The reason this is enough to give one pause is The Avengers: Age of Ultron will also deal with the age of mutants. I mean ‘miracles’. (Side note: watching The Avengers dance around using the ‘m’ word for a movie was already going to be hilarious. How is Agents of SHIELD going to do it for a whole season?) Is Agents of SHIELD going to have another season of stalling, wait for a Marvel movie to be released and handle most of the heavy lifting, then have the show clean up the pieces in the last few episodes? When Agents of SHIELD is good, it’s really good. But it’s not worth sitting through a season of mixed episodes if they’re only going to pull out the big guns towards the end. If for most of the show there aren’t any stakes, it’s very hard to get invested in the story and characters.

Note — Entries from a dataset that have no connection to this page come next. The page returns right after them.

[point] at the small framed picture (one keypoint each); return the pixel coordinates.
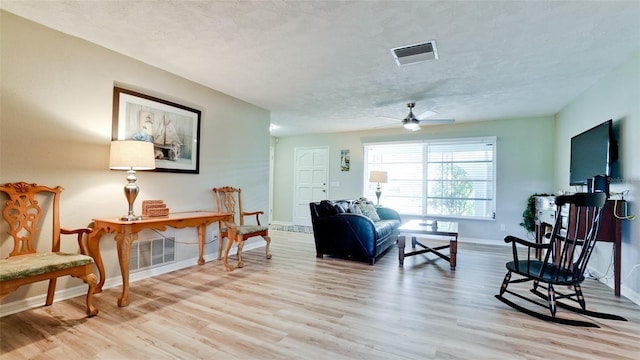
(173, 129)
(344, 160)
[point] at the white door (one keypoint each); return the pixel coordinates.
(310, 183)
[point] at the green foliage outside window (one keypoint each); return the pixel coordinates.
(529, 214)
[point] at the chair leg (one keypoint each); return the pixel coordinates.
(51, 291)
(240, 243)
(267, 238)
(226, 254)
(92, 281)
(505, 283)
(552, 300)
(579, 296)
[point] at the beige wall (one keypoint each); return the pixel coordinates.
(524, 166)
(617, 97)
(56, 122)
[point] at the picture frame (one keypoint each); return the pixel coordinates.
(174, 129)
(345, 160)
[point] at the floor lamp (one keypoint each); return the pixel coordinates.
(378, 177)
(131, 155)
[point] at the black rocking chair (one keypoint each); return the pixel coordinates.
(567, 253)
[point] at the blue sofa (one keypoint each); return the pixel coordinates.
(353, 229)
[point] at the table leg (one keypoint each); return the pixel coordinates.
(401, 241)
(124, 241)
(453, 251)
(93, 243)
(202, 230)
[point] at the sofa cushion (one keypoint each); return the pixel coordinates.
(385, 227)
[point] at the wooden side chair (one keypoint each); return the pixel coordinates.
(22, 213)
(567, 253)
(229, 199)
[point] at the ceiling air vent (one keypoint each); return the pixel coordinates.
(412, 54)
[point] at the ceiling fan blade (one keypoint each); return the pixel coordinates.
(437, 121)
(425, 115)
(388, 117)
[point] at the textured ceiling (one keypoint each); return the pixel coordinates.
(326, 66)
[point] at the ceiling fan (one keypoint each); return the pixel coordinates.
(412, 122)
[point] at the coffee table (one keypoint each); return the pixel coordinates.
(430, 228)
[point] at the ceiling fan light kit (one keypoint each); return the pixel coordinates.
(411, 125)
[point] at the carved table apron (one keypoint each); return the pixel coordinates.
(127, 233)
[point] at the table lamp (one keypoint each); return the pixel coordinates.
(378, 177)
(131, 155)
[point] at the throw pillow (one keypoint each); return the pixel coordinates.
(355, 209)
(369, 211)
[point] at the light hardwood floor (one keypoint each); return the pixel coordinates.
(295, 306)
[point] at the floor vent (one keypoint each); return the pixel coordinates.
(151, 253)
(415, 53)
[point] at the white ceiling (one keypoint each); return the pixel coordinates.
(326, 66)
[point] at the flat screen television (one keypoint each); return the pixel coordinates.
(592, 154)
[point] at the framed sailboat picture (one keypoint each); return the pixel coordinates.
(173, 129)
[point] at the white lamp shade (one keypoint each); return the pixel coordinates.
(378, 176)
(132, 154)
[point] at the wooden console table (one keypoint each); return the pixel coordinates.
(127, 233)
(610, 231)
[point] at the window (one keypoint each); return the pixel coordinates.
(448, 178)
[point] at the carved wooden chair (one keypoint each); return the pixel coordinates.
(23, 213)
(229, 199)
(567, 253)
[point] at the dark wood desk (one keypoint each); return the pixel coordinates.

This week’s episode was all over the place. A lot of individual elements were enjoyable. Coulson, who is supposed to be the team leader, felt like he was barely in it. When he was present, Coulson’s struggle as newly appointed director of SHIELD was an interesting new facet to his character. Melinda May and Trip are always solid whenever they’re on screen. Fitz’s recovery after sustaining brain damage last season has the potential to be a compelling storyline. And Lucy Lawless was a great guest star, though she and her team could have been and should have been used more. Individually, all these elements were strong. But when put together, the episode lacked focus.
Until Agents of SHIELD forges its own identity slightly more independent of the movieverse and decides what to focus on overall, viewers will continue to get a little bit of everything, which adds up to a whole lot of nothing.